Anna Ivan
- Full name: Anna Yukiko Ivan Miller
- Country (sports): United States
- Born: January 17, 1966 (age 59)
- Prize money: $77,310

Singles
- Career record: 110–81
- Highest ranking: No. 39 (July 7, 1986)

Grand Slam singles results
- Australian Open: 1R (1989)
- French Open: Q2 (1989)
- Wimbledon: 1R (1990)
- US Open: 1R (1985)

Doubles
- Career record: 6–10
- Highest ranking: No. 504 (November 6, 1989)

= Anna Ivan =

American tennis player

Anna Yukiko Ivan Miller (born January 17, 1966) is an American former professional tennis player.
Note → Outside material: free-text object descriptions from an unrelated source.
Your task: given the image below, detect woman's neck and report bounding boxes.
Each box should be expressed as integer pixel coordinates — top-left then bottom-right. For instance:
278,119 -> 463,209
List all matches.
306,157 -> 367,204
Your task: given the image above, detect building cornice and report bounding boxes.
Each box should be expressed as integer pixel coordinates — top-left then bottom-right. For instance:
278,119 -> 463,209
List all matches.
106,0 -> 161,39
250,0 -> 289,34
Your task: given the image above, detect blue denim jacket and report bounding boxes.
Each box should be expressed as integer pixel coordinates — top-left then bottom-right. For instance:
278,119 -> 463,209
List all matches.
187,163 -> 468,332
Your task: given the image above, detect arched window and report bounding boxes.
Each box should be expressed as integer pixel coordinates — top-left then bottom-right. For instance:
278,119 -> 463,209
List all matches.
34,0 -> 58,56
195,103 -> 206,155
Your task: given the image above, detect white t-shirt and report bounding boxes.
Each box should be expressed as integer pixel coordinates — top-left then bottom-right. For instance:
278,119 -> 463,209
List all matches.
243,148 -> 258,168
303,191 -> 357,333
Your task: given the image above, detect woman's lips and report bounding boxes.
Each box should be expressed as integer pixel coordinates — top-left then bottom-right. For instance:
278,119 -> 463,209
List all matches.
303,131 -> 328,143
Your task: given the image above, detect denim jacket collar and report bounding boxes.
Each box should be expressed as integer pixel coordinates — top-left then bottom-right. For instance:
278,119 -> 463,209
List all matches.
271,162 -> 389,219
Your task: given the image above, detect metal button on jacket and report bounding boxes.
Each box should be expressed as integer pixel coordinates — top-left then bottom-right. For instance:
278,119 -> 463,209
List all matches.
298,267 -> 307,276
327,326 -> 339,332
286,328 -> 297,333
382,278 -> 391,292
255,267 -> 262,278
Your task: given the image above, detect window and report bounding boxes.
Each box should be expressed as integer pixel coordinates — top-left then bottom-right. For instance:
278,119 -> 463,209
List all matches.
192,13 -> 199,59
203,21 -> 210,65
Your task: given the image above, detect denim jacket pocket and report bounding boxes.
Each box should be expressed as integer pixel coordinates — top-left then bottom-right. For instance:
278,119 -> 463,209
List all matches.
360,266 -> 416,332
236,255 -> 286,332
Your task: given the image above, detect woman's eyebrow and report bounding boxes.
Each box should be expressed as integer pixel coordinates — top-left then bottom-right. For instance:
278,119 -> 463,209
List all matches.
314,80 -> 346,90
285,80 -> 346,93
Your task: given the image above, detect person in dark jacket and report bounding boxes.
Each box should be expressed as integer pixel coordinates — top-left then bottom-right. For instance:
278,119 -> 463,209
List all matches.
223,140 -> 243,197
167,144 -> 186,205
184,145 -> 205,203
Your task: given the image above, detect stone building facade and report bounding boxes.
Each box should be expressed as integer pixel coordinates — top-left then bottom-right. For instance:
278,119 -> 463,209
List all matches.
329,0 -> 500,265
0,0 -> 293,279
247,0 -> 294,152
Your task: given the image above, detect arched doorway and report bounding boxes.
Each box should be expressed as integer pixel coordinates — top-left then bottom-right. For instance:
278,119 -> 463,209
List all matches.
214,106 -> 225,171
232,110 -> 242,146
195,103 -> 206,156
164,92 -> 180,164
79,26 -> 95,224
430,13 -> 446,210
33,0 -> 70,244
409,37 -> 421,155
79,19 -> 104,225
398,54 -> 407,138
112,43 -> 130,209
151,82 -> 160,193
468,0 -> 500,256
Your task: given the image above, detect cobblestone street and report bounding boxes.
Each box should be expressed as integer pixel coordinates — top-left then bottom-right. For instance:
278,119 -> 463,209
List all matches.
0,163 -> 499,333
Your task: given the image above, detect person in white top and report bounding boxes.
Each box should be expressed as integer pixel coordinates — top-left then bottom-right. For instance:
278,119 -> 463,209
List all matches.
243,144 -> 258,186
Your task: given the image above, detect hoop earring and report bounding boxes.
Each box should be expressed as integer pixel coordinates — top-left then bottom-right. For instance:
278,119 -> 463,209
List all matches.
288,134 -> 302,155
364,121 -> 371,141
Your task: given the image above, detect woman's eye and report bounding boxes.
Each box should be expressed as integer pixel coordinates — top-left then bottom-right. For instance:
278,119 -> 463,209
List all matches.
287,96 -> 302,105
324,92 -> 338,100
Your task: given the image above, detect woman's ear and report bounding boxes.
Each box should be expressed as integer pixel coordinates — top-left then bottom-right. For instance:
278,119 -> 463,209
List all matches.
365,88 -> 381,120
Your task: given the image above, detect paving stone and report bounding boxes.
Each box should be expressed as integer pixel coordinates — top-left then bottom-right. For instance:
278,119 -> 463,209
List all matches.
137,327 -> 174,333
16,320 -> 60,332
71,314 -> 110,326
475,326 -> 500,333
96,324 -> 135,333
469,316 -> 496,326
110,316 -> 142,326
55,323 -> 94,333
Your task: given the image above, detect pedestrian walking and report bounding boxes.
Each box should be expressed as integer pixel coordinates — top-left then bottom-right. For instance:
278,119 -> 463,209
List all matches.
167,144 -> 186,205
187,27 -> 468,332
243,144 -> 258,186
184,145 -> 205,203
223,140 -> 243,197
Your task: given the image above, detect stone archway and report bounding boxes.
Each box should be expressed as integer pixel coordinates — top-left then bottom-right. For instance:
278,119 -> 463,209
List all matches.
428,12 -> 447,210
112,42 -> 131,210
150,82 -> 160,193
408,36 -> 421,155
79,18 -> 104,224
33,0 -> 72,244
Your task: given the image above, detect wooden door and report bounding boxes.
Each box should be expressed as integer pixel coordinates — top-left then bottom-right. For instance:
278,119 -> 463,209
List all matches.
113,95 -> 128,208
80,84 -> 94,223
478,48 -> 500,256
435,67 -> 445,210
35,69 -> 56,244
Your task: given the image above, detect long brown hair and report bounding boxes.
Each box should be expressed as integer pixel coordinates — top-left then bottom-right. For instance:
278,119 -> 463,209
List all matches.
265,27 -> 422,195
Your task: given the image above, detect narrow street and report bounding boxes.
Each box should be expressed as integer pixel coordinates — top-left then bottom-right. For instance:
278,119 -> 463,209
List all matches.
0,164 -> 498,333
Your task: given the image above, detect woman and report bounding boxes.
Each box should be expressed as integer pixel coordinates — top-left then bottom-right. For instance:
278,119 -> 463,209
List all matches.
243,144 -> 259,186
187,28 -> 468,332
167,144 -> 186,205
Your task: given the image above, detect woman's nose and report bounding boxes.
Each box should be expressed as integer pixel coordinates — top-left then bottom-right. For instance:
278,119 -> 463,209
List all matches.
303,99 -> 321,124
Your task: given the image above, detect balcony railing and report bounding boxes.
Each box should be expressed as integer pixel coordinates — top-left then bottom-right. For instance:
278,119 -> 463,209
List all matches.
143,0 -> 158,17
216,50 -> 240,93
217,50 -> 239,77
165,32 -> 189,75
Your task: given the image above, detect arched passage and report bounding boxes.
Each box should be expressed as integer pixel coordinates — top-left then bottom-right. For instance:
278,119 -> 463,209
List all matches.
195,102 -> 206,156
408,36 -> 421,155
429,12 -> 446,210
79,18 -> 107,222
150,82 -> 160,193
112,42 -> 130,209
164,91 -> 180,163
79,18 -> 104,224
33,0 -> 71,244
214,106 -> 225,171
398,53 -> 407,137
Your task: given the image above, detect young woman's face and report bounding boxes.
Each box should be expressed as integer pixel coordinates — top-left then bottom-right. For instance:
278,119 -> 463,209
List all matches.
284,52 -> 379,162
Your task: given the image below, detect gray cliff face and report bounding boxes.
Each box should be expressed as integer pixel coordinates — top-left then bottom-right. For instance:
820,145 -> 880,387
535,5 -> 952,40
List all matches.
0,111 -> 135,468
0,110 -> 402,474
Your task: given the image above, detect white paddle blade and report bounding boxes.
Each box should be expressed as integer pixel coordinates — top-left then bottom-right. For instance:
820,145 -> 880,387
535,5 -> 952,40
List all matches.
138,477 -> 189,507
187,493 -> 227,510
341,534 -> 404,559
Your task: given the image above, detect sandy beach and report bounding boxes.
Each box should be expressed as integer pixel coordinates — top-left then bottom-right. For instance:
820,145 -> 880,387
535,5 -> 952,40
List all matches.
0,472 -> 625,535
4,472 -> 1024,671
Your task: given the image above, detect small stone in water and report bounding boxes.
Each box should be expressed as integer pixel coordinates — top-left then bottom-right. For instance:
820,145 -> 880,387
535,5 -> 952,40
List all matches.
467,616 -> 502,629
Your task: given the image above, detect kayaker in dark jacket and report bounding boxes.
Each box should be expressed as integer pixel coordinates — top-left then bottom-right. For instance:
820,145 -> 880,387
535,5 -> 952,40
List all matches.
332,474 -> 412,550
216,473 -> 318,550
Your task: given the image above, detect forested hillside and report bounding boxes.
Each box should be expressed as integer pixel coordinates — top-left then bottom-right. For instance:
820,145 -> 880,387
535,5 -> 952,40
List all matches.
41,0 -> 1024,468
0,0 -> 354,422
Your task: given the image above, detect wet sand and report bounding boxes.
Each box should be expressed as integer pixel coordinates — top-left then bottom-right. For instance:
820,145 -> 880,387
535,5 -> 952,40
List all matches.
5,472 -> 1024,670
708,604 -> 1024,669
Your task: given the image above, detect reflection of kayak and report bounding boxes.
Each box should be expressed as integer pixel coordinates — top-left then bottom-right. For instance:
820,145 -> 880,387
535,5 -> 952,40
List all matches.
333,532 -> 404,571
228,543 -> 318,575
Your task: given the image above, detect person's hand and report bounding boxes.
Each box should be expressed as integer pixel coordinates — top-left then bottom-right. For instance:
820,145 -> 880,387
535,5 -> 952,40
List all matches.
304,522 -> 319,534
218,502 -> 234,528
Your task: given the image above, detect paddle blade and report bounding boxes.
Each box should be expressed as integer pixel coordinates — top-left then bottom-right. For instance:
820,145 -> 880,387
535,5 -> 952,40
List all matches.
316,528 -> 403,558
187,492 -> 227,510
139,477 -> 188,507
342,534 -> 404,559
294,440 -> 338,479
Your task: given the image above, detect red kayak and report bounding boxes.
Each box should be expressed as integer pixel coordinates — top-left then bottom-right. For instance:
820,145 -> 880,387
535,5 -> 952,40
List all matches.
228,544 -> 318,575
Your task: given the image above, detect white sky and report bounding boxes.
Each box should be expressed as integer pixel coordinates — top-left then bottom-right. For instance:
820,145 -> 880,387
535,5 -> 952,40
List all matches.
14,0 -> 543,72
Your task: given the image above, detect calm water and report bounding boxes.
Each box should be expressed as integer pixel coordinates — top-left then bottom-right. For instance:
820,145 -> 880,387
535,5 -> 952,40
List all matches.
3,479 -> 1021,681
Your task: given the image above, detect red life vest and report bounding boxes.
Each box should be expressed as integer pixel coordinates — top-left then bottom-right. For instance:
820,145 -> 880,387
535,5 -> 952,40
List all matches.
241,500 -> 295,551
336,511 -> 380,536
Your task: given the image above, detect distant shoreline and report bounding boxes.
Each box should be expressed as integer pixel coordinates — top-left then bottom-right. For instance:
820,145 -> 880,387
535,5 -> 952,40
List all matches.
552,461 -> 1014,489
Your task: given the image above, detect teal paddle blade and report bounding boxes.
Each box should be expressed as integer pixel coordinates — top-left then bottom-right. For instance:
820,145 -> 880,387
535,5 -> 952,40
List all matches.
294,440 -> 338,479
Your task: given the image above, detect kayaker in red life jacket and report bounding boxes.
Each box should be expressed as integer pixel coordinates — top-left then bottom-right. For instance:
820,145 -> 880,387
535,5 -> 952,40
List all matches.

Ivan grew up in Palo Alto, California, and played varsity tennis for Stanford University from 1984 to 1985. She quit the team over tensions with her coach, soon after she had been suspended indefinitely over claims she wasn't adjusting to the team atmosphere.

On the professional tour, Ivan reached a career high ranking of 39 in the world. At the 1985 U.S. Clay Court Championships she scored an upset win over Kathy Horvath en route to the quarter-finals, where she was beaten in three sets by second seed Zina Garrison. She won her way through to the fourth round of the 1986 Lipton International Players Championships, which included a win against the fifth seeded Bonnie Gadusek.

For a period between 1986 and 1988 she had to sit out of professional tennis for two years due to a series of injuries, the most serious of which was a 20-foot fall she took from a roof while cleaning a gutter, only narrowly avoiding paralysis. Having landed on her head, she was rendered unconscious by the fall and broke several bones, in her wrists, feet and face.